3次元空間と身体


私たちは3次元空間の中を移動し,立体的な物体を認知、操作して生活しています。3次元的な空間的注意が脳における早い視覚処理段階を調節すること,さらに視覚刺激を身体として捉えることが3次元的な空間認知操作を促進することを見出しました。3次元空間における注意には、脳におけるwhat経路やwhere経路などさまざまな空間座標系が関わると考えられます。物体を構成する知覚体制化が生じる系もそのひとつと考えられるため、平面上の注意移動やゲシュタルト知覚の研究へも発展しています。

平面上の注意移動


私たちは2次元平面上の画像やテキスト上でも多くの作業を行いますが,そのような状況は人類の進化の歴史上はまだ新しい局面と言えるかもしれません。一方で、多くの認知心理学や脳科学の実験は技術上平面上で行われます。本研究室では平面上の刺激の形状や複数の刺激間の類似によって「思わず」生じる注意移動が,複数の神経処理段階で起こることを見出しました。しかし2次元平面上での実験は、3次元空間における一部分を切り取った特殊な状況であるため、それらが3次元空間においてどうなるのかさらなる検討が必要です。

ゲシュタルト知覚


3次元であれ平面であれ、世界には刻一刻と変化する無数の刺激があるのに対して、私たちが処理できる情報量には限りがあります。複数の刺激を意味のある単位や構造にまとめれば,処理を効率化することができるでしょう。そのようなゲシュタルト知覚のはたらきは基本的に処理資源を要しない自動的処理によってなされると考えられますが,心理状態や個人によって同様ではないことを見出しました。ゲシュタルト知覚は注意によっても変わるため、注意機能の個人差も含めた検討が求められます。

文字と視覚単語

世界を構成するさまざまな刺激のうち、文字はとても身近なものです。習得した文字も基本的に自動的にまとめ上げられ処理されると考えられていますが,ひらがな文字に対して,処理は必ずしも自動的ではないこと,さらに文字の組み合わせである単語の処理が一つの文字の処理より前に起こることを見出しました。文字や単語といった視覚対象が3次元空間の文脈においてどのように処理されるのか、知覚機能や注意機能の個人差によってそれがどう変わり得るのかも未明の課題です。

時間とリズム

実生活の認知機能の理解には、3次元の空間文脈に加えて時間文脈への着目も欠かせません。またさまざまな情報は神経活動の同期リズムによって符号化されること、そしてそれらは外界からの刺激によっても変調されることが分かっています。
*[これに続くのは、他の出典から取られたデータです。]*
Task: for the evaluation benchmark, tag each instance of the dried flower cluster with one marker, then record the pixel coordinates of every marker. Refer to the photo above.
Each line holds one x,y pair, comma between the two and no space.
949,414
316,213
3次元空間における時間文脈の影響に関する研究が求められます。

対人と感情

これまでおもに中立的な刺激を用いた実験を行ってきましたが、対人的な社会的文脈や感情的な意味は私たちの生活の中核です。蓄積されてきた知見と研究方法論を土台に発展させて,刺激がもつ意味とそれが引き起こす感情の影響に関する研究が必要とされます。とくに3次元空間や仮想空間における社会的・感情処理の研究は、さまざまなコミュニケーションの形態が開発される現代において重要な課題でしょう。